Ihre Frau wird beispielsweise wissen wollen,  wie sie künftig die Schüler bewerten soll. Laut Lehrplan muss die Schule verstärkt «Kompetenzen» statt Wissen vermitteln. Ist so die Leistung der Schüler überhaupt noch messbar?

Wir stellen die schulische Welt nicht auf den Kopf. Schon heute wird in der Deutschschweiz förder- und kompetenzorientiert unterrichtet. Am heutigen Bewertungssystem ändert sich nichts.

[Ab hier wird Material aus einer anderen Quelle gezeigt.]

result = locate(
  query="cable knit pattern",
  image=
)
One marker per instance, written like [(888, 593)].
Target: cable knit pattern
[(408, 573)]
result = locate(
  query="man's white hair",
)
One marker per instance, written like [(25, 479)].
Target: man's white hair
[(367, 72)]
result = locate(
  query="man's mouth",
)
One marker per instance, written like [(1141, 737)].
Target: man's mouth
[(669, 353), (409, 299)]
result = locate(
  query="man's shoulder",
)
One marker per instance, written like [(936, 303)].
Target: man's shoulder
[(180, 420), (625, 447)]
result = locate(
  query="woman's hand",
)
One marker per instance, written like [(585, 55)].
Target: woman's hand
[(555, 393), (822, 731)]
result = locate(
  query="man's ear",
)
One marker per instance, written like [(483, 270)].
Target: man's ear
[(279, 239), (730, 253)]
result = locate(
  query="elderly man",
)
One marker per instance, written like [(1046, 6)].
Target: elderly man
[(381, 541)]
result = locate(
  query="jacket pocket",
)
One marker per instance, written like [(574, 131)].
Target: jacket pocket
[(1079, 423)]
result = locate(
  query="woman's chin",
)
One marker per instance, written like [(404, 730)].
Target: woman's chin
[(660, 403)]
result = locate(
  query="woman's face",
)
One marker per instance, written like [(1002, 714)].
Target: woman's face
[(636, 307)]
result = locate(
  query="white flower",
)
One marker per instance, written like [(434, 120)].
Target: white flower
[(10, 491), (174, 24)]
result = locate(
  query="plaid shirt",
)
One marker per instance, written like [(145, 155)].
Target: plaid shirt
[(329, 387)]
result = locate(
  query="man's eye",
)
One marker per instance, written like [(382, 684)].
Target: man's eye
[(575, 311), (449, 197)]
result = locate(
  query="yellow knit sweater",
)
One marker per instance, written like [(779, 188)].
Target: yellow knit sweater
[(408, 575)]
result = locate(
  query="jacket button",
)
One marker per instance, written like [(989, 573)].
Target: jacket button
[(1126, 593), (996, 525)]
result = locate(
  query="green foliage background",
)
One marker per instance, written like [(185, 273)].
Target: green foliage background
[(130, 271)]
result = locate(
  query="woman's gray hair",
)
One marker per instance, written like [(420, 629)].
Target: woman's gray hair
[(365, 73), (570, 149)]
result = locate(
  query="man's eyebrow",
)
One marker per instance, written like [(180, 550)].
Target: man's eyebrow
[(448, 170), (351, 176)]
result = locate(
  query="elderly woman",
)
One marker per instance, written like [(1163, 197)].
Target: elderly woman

Die Bewertung besteht schon aktuell nicht nur aus Prüfungsergebnissen. Man schaut etwa, wie sich der Schüler während des ganzen Schuljahres in den Unterricht einbringt. 

Namhafte Pädagogen sagen, konsequenterweise müsste man die Noten im neuen System ganz abschaffen. 

Das ist ein Glaubenskrieg. Der Lehrplan lässt diese Frage bewusst offen. 

Wären Sie persönlich für eine Volksschule ohne Noten zu haben? 

Nein. Die Volksschule muss das reale Leben abbilden. Und dort gibt es im engeren und weiteren Sinn auch Noten. 

Mit einer Vergleichsprüfung will man künftig feststellen, was die Schüler in den einzelnen Gebieten der Deutschschweiz können. Auch das setzt die Lehrer unter zusätzlichen Druck. 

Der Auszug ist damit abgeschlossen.